Maybe you're like this too: despite being a playwright, some of the most indelible experiences I've had as an audience member have been at theatrical events that were not classified as plays. Some of the first that come to mind are Cirque du Soleil's O; Penn and Teller, for my money still the best and funniest theatrical experience available almost nightly on this planet; William Forsythe's Eidos: Telos and his Quintett; and Jerome Robbins's Afternoon of a Faun and West Side Story Suite.
But this list must be topped by Mark Morris's legendary evening-length dance work, L'Allegro, il Penseroso ed il Moderato. Set to a ravishing, rarely-heard work by (G.F.) Handel, it epitomizes Mr.
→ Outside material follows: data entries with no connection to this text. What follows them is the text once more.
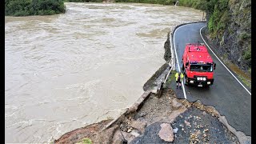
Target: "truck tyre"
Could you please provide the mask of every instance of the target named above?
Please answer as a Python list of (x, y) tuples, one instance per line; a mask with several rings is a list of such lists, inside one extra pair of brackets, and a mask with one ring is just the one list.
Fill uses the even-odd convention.
[(188, 84), (188, 82), (186, 82), (186, 74), (184, 74), (185, 76), (184, 76), (184, 84), (186, 85), (186, 86), (188, 86), (189, 84)]

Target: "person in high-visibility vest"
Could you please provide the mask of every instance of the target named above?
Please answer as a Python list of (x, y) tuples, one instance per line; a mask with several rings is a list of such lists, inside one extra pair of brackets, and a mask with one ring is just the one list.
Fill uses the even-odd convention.
[(182, 89), (182, 78), (183, 78), (182, 73), (176, 73), (175, 74), (176, 78), (176, 88), (178, 89), (178, 84), (179, 85), (179, 88)]

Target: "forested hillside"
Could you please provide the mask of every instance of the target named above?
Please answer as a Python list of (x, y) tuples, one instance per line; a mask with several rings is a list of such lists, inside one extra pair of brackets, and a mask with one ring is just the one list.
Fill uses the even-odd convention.
[(206, 10), (218, 54), (251, 73), (250, 0), (180, 0), (179, 5)]

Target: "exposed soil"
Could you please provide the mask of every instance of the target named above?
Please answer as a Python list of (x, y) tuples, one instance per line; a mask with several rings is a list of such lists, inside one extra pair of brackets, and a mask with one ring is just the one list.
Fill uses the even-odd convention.
[(85, 138), (93, 143), (170, 143), (158, 135), (162, 123), (178, 128), (171, 143), (239, 143), (210, 106), (177, 99), (170, 89), (160, 98), (150, 93), (144, 99), (140, 109), (128, 110), (107, 128), (110, 120), (66, 133), (54, 143), (82, 143)]

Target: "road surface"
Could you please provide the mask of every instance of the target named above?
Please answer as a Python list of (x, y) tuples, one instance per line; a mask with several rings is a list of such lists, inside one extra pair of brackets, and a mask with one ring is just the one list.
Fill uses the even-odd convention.
[[(201, 43), (205, 43), (200, 35), (200, 29), (206, 25), (206, 22), (192, 23), (182, 26), (174, 31), (173, 47), (175, 48), (174, 50), (177, 54), (176, 62), (178, 61), (179, 65), (179, 66), (176, 66), (176, 70), (179, 71), (178, 68), (181, 68), (182, 56), (186, 43), (198, 43), (198, 41)], [(212, 50), (214, 49), (214, 47), (210, 48)], [(246, 135), (250, 136), (250, 90), (247, 88), (247, 91), (209, 48), (208, 51), (216, 63), (214, 85), (208, 89), (185, 86), (184, 90), (178, 89), (174, 90), (178, 91), (179, 94), (178, 98), (186, 98), (190, 102), (200, 100), (204, 105), (214, 106), (221, 115), (226, 116), (229, 124), (236, 130), (242, 131)], [(178, 64), (176, 62), (176, 65)], [(234, 72), (231, 71), (231, 73), (236, 75)], [(236, 78), (238, 78), (238, 77)], [(238, 79), (242, 82), (239, 78)], [(185, 94), (183, 93), (184, 91)]]

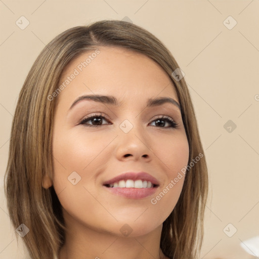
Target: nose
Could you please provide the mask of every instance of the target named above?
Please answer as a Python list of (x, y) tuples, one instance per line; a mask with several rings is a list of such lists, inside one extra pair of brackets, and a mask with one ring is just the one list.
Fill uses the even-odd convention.
[(152, 159), (153, 153), (149, 146), (151, 140), (143, 128), (134, 126), (127, 133), (119, 129), (118, 135), (115, 149), (118, 160), (148, 162)]

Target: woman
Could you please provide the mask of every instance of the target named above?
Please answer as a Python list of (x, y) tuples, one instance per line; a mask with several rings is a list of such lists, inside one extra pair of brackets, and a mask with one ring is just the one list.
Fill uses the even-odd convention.
[(62, 33), (21, 90), (5, 191), (33, 258), (198, 258), (207, 172), (181, 70), (154, 35)]

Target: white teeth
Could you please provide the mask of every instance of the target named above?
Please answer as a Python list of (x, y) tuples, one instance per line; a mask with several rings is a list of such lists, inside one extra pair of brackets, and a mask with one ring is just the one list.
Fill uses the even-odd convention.
[(120, 188), (124, 188), (126, 187), (126, 183), (124, 180), (120, 180), (119, 182), (119, 187)]
[(143, 188), (143, 184), (142, 183), (142, 180), (135, 181), (134, 183), (134, 188)]
[(126, 187), (127, 188), (134, 188), (134, 181), (133, 180), (127, 180), (126, 181)]
[(153, 187), (154, 185), (151, 182), (138, 180), (133, 181), (128, 179), (126, 181), (120, 180), (118, 182), (110, 184), (109, 186), (111, 188), (119, 187), (120, 188), (150, 188)]

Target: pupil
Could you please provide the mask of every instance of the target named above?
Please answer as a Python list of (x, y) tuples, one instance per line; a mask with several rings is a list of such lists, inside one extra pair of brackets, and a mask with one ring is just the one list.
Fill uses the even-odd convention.
[[(97, 124), (98, 125), (100, 125), (102, 124), (102, 118), (95, 118), (94, 119), (94, 121), (93, 122), (97, 122)], [(95, 124), (94, 123), (94, 124)]]
[(164, 126), (164, 121), (163, 120), (161, 120), (160, 119), (158, 119), (157, 121), (159, 121), (158, 123), (156, 123), (156, 125), (163, 125), (163, 126)]

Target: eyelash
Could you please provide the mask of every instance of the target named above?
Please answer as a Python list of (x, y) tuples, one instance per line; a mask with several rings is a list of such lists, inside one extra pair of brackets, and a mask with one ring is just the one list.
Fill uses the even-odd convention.
[[(83, 124), (88, 127), (99, 127), (100, 126), (102, 126), (102, 125), (91, 125), (89, 124), (87, 124), (85, 123), (87, 121), (88, 121), (89, 120), (91, 120), (91, 119), (93, 119), (95, 118), (104, 119), (105, 120), (106, 120), (108, 122), (108, 120), (105, 118), (105, 117), (104, 117), (102, 115), (93, 114), (91, 116), (89, 116), (89, 117), (88, 117), (86, 118), (84, 118), (82, 119), (81, 119), (79, 121), (78, 124)], [(156, 118), (154, 119), (151, 122), (152, 122), (154, 120), (164, 120), (164, 121), (167, 121), (167, 122), (168, 122), (170, 124), (170, 126), (169, 126), (168, 127), (162, 127), (162, 128), (165, 128), (172, 127), (172, 128), (176, 128), (178, 127), (178, 126), (179, 126), (178, 123), (177, 122), (175, 121), (173, 119), (171, 119), (169, 117), (167, 117), (167, 116), (164, 116), (164, 115), (162, 116), (161, 117), (158, 117), (157, 118)], [(107, 124), (106, 124), (106, 125), (107, 125)]]

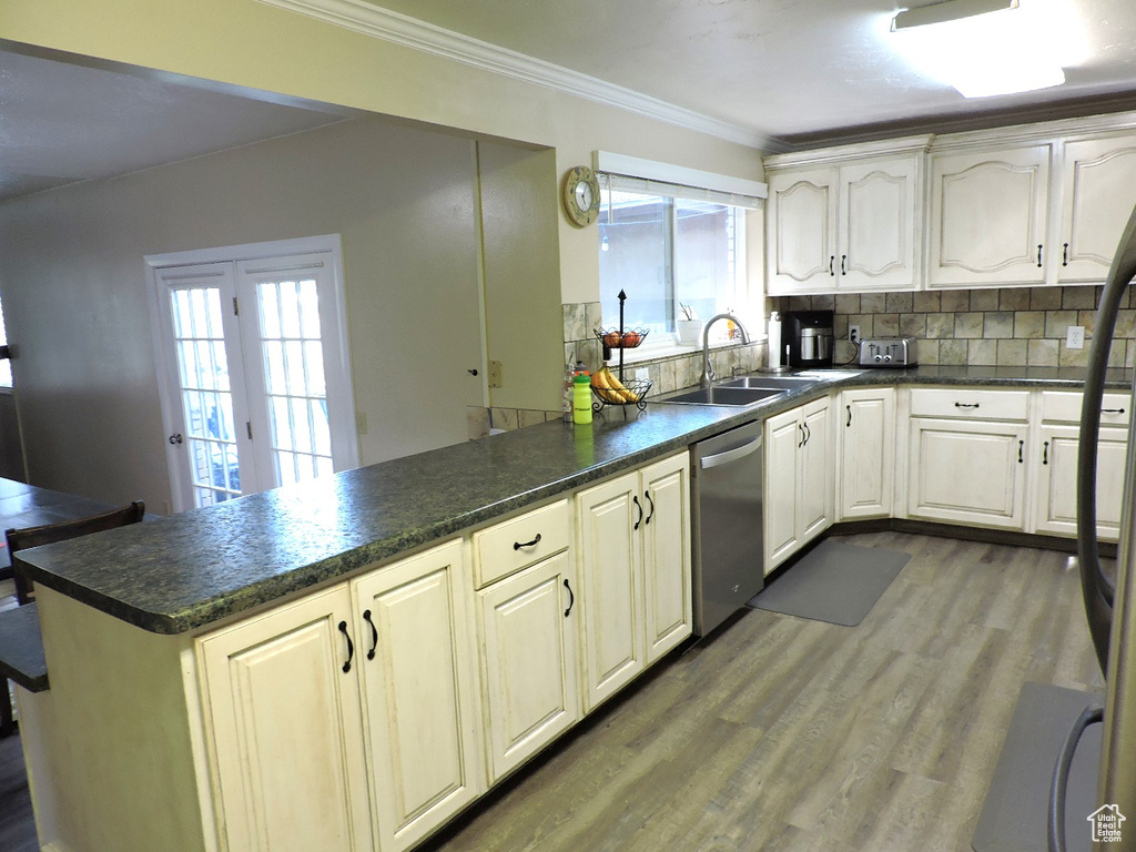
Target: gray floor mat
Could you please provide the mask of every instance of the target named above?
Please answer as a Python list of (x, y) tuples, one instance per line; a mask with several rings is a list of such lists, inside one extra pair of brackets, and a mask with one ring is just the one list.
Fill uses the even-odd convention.
[(902, 551), (824, 541), (746, 605), (854, 627), (910, 559)]

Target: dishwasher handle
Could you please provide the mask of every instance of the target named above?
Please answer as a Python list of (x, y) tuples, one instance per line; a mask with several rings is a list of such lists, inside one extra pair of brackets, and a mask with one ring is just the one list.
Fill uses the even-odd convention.
[(703, 470), (709, 470), (710, 468), (718, 467), (719, 465), (728, 465), (732, 461), (744, 459), (746, 456), (750, 456), (760, 449), (761, 435), (758, 435), (752, 441), (747, 441), (741, 446), (735, 446), (733, 450), (726, 450), (726, 452), (719, 452), (713, 456), (705, 456), (699, 459), (699, 467)]

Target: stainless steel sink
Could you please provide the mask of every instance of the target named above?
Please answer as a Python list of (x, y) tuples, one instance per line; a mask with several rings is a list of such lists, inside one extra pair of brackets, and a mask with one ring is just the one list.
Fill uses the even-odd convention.
[(786, 393), (785, 387), (700, 387), (659, 402), (677, 402), (686, 406), (752, 406), (770, 396)]
[(720, 387), (760, 387), (777, 389), (782, 391), (799, 391), (804, 387), (819, 385), (819, 378), (804, 378), (801, 376), (742, 376), (722, 382)]

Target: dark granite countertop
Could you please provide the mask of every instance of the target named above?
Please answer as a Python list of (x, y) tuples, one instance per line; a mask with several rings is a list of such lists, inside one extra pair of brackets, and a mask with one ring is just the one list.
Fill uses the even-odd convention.
[[(851, 369), (851, 368), (850, 368)], [(1081, 369), (874, 369), (760, 408), (650, 404), (591, 427), (559, 421), (349, 470), (300, 486), (24, 551), (28, 574), (153, 633), (203, 628), (290, 593), (638, 467), (833, 387), (964, 384), (1077, 390)], [(1110, 385), (1128, 387), (1130, 370)]]

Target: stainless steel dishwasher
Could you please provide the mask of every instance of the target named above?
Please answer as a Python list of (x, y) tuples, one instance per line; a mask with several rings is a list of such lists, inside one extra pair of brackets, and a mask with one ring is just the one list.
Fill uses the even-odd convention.
[(761, 420), (691, 448), (694, 633), (705, 636), (765, 585)]

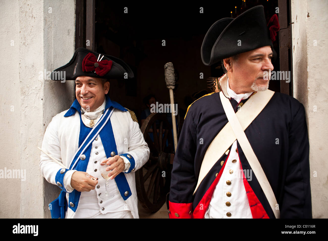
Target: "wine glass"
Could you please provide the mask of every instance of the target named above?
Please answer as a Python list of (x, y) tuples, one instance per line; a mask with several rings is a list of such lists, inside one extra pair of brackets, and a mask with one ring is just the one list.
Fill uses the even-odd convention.
[(106, 169), (110, 166), (109, 165), (106, 164), (107, 161), (107, 160), (103, 160), (101, 161), (100, 163), (100, 171), (101, 176), (106, 180), (105, 182), (106, 186), (106, 192), (105, 193), (102, 193), (99, 196), (103, 199), (109, 199), (114, 197), (113, 195), (108, 192), (108, 184), (109, 183), (109, 179), (111, 177), (108, 176), (108, 173), (111, 171), (110, 169), (108, 171), (106, 171)]

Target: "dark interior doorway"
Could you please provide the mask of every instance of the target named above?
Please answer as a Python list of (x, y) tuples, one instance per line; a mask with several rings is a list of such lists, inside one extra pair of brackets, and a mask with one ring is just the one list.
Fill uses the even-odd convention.
[[(94, 50), (122, 59), (135, 76), (133, 80), (111, 80), (111, 98), (133, 110), (138, 120), (146, 108), (142, 101), (146, 96), (152, 94), (159, 103), (169, 103), (164, 66), (172, 62), (178, 73), (175, 101), (183, 113), (196, 99), (193, 93), (203, 90), (211, 92), (206, 79), (223, 74), (220, 64), (209, 67), (202, 62), (200, 48), (208, 30), (220, 18), (235, 18), (260, 4), (264, 6), (267, 22), (276, 13), (277, 1), (233, 0), (197, 5), (173, 2), (145, 6), (95, 1)], [(201, 7), (204, 13), (200, 13)], [(127, 13), (124, 12), (125, 7)], [(162, 45), (163, 40), (165, 46)], [(279, 41), (274, 43), (278, 56), (274, 66), (277, 70), (279, 69)], [(200, 73), (203, 73), (203, 79), (200, 79)], [(279, 81), (270, 82), (269, 89), (280, 92)]]

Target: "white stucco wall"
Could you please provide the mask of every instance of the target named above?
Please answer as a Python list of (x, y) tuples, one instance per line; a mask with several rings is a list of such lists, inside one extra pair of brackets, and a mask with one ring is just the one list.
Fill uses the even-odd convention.
[(294, 97), (304, 105), (313, 218), (328, 218), (328, 1), (292, 0)]
[(41, 176), (37, 147), (41, 147), (52, 117), (69, 108), (74, 90), (72, 81), (61, 83), (39, 76), (45, 69), (65, 64), (72, 56), (75, 1), (1, 4), (0, 52), (4, 57), (0, 58), (0, 121), (5, 154), (0, 158), (0, 169), (22, 169), (26, 176), (25, 181), (0, 178), (0, 218), (49, 217), (48, 204), (59, 189)]

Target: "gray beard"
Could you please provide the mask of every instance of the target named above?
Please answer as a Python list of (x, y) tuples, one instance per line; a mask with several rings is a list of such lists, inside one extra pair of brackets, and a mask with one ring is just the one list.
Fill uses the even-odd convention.
[(270, 80), (268, 81), (268, 84), (267, 84), (267, 85), (265, 86), (258, 86), (255, 83), (255, 81), (256, 81), (256, 80), (254, 81), (254, 82), (253, 82), (253, 84), (252, 84), (252, 86), (251, 86), (251, 89), (254, 91), (264, 91), (264, 90), (266, 90), (269, 88), (269, 84), (270, 82)]

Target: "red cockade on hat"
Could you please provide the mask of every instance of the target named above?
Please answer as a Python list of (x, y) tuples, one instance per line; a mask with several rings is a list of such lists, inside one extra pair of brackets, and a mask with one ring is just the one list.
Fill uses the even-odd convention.
[(280, 26), (279, 22), (278, 21), (278, 16), (277, 14), (274, 14), (267, 25), (269, 27), (269, 31), (270, 31), (270, 37), (271, 40), (273, 41), (276, 40), (276, 36), (277, 35), (277, 32), (279, 30)]
[(97, 61), (94, 55), (89, 53), (82, 62), (82, 70), (85, 72), (94, 70), (99, 76), (103, 76), (111, 70), (113, 64), (112, 60)]

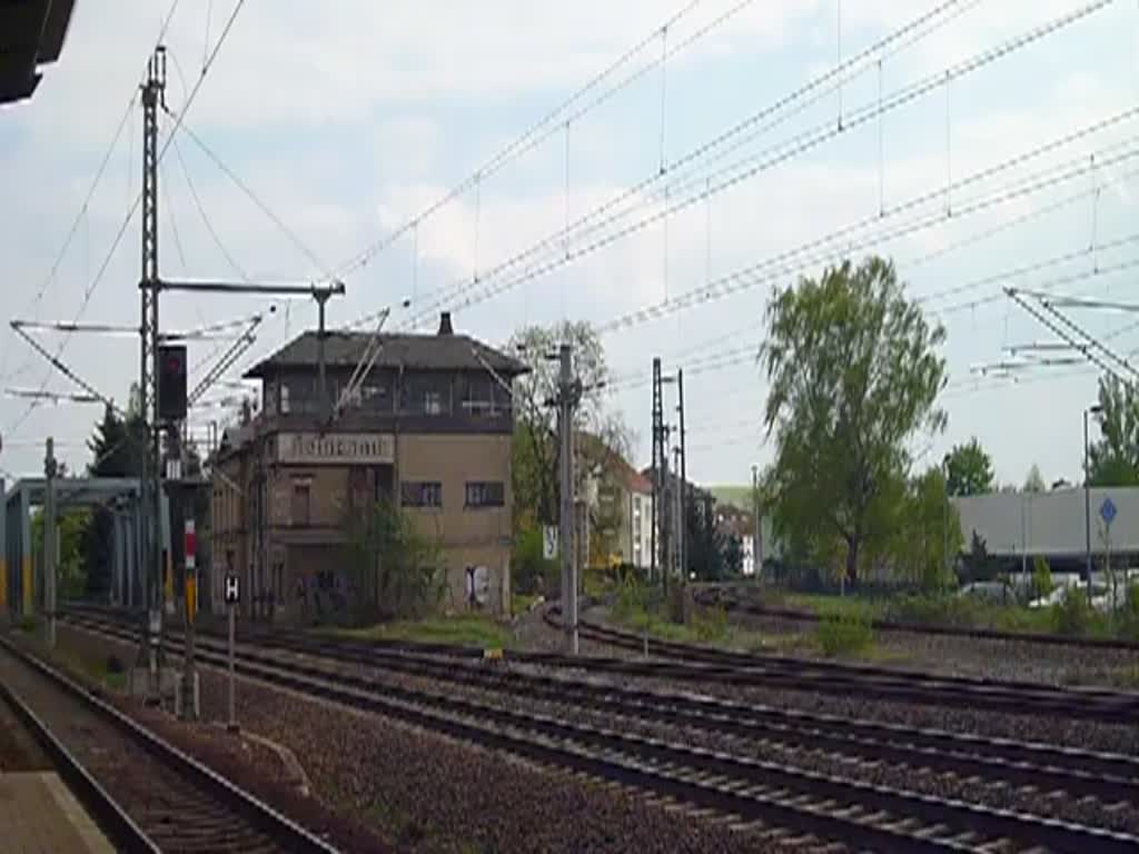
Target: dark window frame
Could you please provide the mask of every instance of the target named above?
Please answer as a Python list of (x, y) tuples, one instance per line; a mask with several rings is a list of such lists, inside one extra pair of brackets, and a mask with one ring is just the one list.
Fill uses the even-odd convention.
[(400, 484), (400, 501), (404, 507), (442, 509), (443, 484), (440, 481), (404, 481)]
[(506, 483), (502, 481), (467, 481), (462, 506), (468, 510), (506, 507)]
[[(297, 514), (297, 501), (304, 495), (304, 512)], [(297, 516), (303, 516), (303, 520), (297, 520)], [(295, 478), (293, 481), (293, 493), (289, 501), (289, 524), (293, 527), (310, 527), (312, 525), (312, 481)]]

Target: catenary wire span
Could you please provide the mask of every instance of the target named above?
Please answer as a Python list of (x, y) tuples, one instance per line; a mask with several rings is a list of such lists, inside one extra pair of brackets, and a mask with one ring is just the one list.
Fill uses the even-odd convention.
[[(177, 0), (175, 0), (175, 2), (177, 2)], [(218, 54), (221, 51), (222, 46), (226, 43), (226, 40), (229, 36), (229, 33), (232, 30), (233, 24), (237, 20), (238, 15), (240, 14), (241, 9), (244, 8), (245, 2), (246, 2), (246, 0), (237, 0), (237, 3), (233, 6), (233, 9), (230, 13), (229, 18), (226, 20), (224, 27), (222, 27), (221, 34), (218, 36), (218, 41), (214, 44), (213, 50), (210, 51), (210, 55), (206, 58), (206, 61), (203, 63), (203, 65), (202, 65), (202, 73), (198, 75), (198, 79), (195, 81), (194, 87), (190, 90), (190, 93), (187, 96), (186, 104), (182, 106), (182, 110), (177, 116), (177, 118), (174, 121), (173, 128), (171, 128), (170, 131), (166, 133), (166, 138), (165, 138), (164, 142), (162, 143), (162, 146), (158, 149), (158, 154), (157, 154), (157, 158), (156, 158), (156, 165), (159, 165), (159, 166), (162, 165), (162, 162), (163, 162), (163, 159), (166, 156), (166, 151), (170, 149), (170, 145), (173, 141), (174, 136), (178, 133), (178, 130), (181, 126), (181, 123), (182, 123), (182, 121), (183, 121), (187, 112), (189, 112), (190, 107), (194, 105), (194, 101), (197, 99), (198, 92), (202, 91), (202, 84), (205, 81), (206, 75), (210, 72), (211, 66), (216, 60)], [(167, 24), (169, 24), (169, 19), (167, 19)], [(96, 289), (98, 288), (99, 282), (103, 281), (103, 278), (104, 278), (104, 276), (107, 272), (107, 268), (110, 265), (110, 261), (114, 257), (115, 252), (118, 249), (118, 245), (122, 243), (123, 236), (126, 233), (126, 229), (130, 225), (131, 220), (134, 217), (134, 213), (138, 211), (138, 207), (141, 204), (141, 202), (142, 202), (142, 192), (139, 191), (139, 194), (134, 197), (134, 202), (131, 204), (130, 208), (128, 210), (126, 215), (123, 217), (122, 222), (120, 223), (120, 227), (118, 227), (117, 231), (115, 232), (115, 237), (112, 240), (110, 248), (107, 251), (106, 255), (103, 258), (103, 263), (99, 265), (99, 269), (96, 272), (95, 277), (91, 279), (91, 281), (83, 289), (83, 297), (80, 301), (79, 310), (75, 312), (75, 315), (74, 315), (72, 322), (79, 322), (80, 319), (82, 319), (83, 314), (85, 313), (87, 307), (88, 307), (88, 305), (91, 302), (91, 297), (93, 296)], [(71, 336), (72, 336), (71, 332), (65, 332), (60, 337), (59, 345), (56, 347), (56, 351), (55, 351), (55, 359), (56, 360), (59, 360), (59, 359), (63, 358), (63, 354), (64, 354), (64, 352), (67, 348), (67, 344), (71, 340)], [(51, 379), (51, 370), (49, 369), (44, 373), (44, 376), (43, 376), (43, 381), (40, 384), (40, 391), (41, 392), (44, 391), (44, 389), (47, 389), (48, 383), (50, 381), (50, 379)], [(35, 401), (33, 400), (32, 404), (28, 405), (23, 411), (23, 413), (13, 422), (11, 426), (9, 426), (9, 428), (6, 432), (7, 433), (13, 433), (16, 429), (18, 429), (24, 424), (24, 421), (27, 420), (28, 416), (31, 416), (32, 411), (35, 409), (34, 404), (35, 404)]]
[[(642, 76), (648, 74), (650, 71), (657, 67), (657, 65), (659, 65), (659, 63), (662, 61), (661, 58), (656, 58), (647, 63), (644, 67), (638, 68), (632, 74), (623, 77), (620, 82), (617, 82), (609, 89), (605, 90), (600, 96), (590, 101), (587, 107), (570, 114), (570, 110), (572, 107), (574, 107), (574, 105), (576, 105), (579, 101), (585, 98), (585, 96), (588, 96), (590, 92), (600, 87), (606, 80), (616, 74), (621, 68), (623, 68), (625, 65), (632, 61), (632, 59), (634, 59), (638, 55), (642, 54), (646, 49), (648, 49), (652, 44), (654, 44), (657, 38), (659, 36), (662, 27), (675, 25), (682, 18), (690, 15), (696, 9), (696, 7), (700, 5), (700, 2), (703, 2), (703, 0), (693, 0), (687, 6), (681, 8), (679, 11), (670, 16), (667, 20), (665, 20), (663, 24), (658, 24), (657, 26), (655, 26), (648, 35), (638, 41), (633, 47), (629, 48), (624, 54), (622, 54), (620, 57), (617, 57), (617, 59), (615, 59), (604, 71), (601, 71), (600, 74), (593, 76), (589, 82), (587, 82), (584, 85), (577, 89), (566, 100), (562, 101), (557, 107), (551, 109), (542, 118), (540, 118), (538, 122), (531, 125), (519, 137), (515, 138), (511, 142), (507, 143), (505, 148), (502, 148), (498, 154), (491, 157), (491, 159), (487, 161), (485, 164), (475, 170), (475, 172), (473, 172), (469, 176), (464, 179), (460, 183), (456, 184), (442, 197), (440, 197), (431, 205), (428, 205), (426, 208), (420, 211), (416, 216), (408, 220), (407, 222), (401, 224), (399, 228), (394, 229), (388, 235), (385, 235), (379, 240), (372, 243), (370, 246), (366, 247), (362, 252), (354, 255), (351, 260), (341, 264), (337, 269), (337, 273), (341, 277), (346, 277), (353, 273), (354, 271), (361, 269), (362, 266), (367, 265), (377, 255), (379, 255), (390, 246), (395, 244), (401, 237), (410, 232), (412, 229), (417, 228), (420, 223), (424, 222), (424, 220), (428, 219), (429, 216), (432, 216), (433, 214), (435, 214), (450, 203), (454, 202), (454, 199), (459, 198), (464, 194), (474, 189), (480, 181), (485, 180), (490, 175), (493, 175), (494, 173), (503, 169), (507, 164), (511, 163), (518, 157), (522, 157), (527, 151), (541, 145), (552, 134), (558, 133), (562, 126), (566, 122), (573, 122), (576, 121), (577, 118), (581, 118), (583, 115), (585, 115), (585, 113), (596, 109), (598, 106), (607, 101), (617, 92), (622, 91), (623, 89), (626, 89), (628, 87), (632, 85), (632, 83), (634, 83), (637, 80), (640, 80)], [(705, 25), (704, 27), (698, 30), (694, 34), (694, 36), (690, 36), (689, 40), (686, 41), (683, 47), (688, 47), (691, 43), (695, 43), (695, 41), (698, 41), (700, 38), (712, 32), (715, 27), (727, 22), (737, 13), (743, 11), (746, 7), (751, 6), (752, 2), (754, 2), (754, 0), (743, 0), (741, 2), (736, 3), (728, 11), (723, 13), (718, 18), (715, 18), (711, 24)], [(667, 55), (665, 56), (665, 59), (666, 58)]]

Morris's twin projects: the re-tying of dance to music (and theatre — he speaks of Wagner's Gesamtkunstwerk or total artwork); and the pursuit of beauty.
Total artwork means collaboration, and L'Allegro is the interweaving of many artists: an extraordinary trio of designers, whose flow of colored scrims, light, and fabric are as much a part of the dance as the Mark Morris Dance Group's athletic bodies and the singers and musicians in the pit.
You should see this work at least once in your life. It's playing this weekend at Lincoln Center's Mostly Mozart Festival.